Ataques nas redes sociais
Cristiane falou também sobre os ataques que recebeu de torcedores na sua saída do São Paulo. A jogadora chegou a fazer um desabafo em suas redes sociais, mas depois apagou. Uma página vinculada a um grupo de torcedores do São Paulo fez uma postagem criticando a jogadora por não ter ficado no clube e, a partir daí, ela recebeu inúmeras mensagens ofensivas em suas redes sociais.
“Foi difícil porque eu recebi críticas ofensivas e maldosas. Como eu falei, isso é diferente de criticar. Foi maldade. As pessoas não sabem o que está acontecendo, pegou o bonde andando sem nem saber de história nenhuma e vai na onda. Quando você tem muitos seguidores, você influencia as pessoas com o que você fala. Só que você não pode contar uma mentira, inventar uma história sem apurar o que aconteceu. E eu comecei a receber ataques pesados, e isso me fez mal. Aí entra no que eu falei da noção das pessoas. Usa a rede social para fazer o bem, não para ficar atacando atleta”, questionou.

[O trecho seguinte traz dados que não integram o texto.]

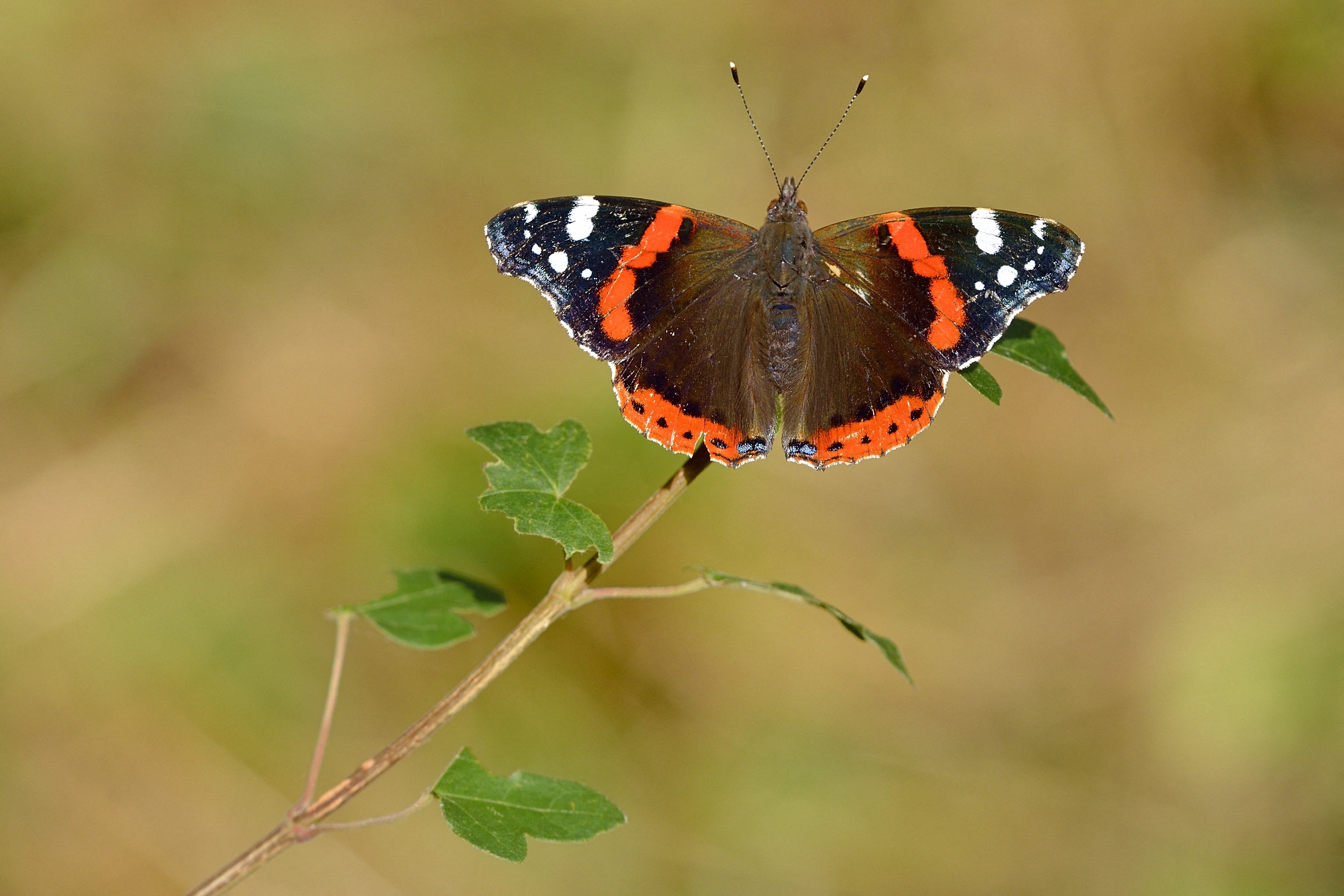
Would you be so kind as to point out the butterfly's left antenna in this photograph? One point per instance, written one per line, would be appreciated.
(734, 69)
(857, 92)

“Atleta tem família, tem os pais, tem sentimento. Independentemente de ser trabalho, ser uma paixão pelo torcedor. Eu fico louca quando você fala uma coisa que não aconteceu. Você tem que sentar na minha frente e questionar o que aconteceu. Acho que as redes sociais são arma para o covarde que fica atrás delas para atacar as pessoas.”
Cristiane evitou falar sobre o São Paulo na coletiva, mas mencionou que tentou uma reunião com o clube antes de sair para discutir uma possível renovação, e os dirigentes não quiseram.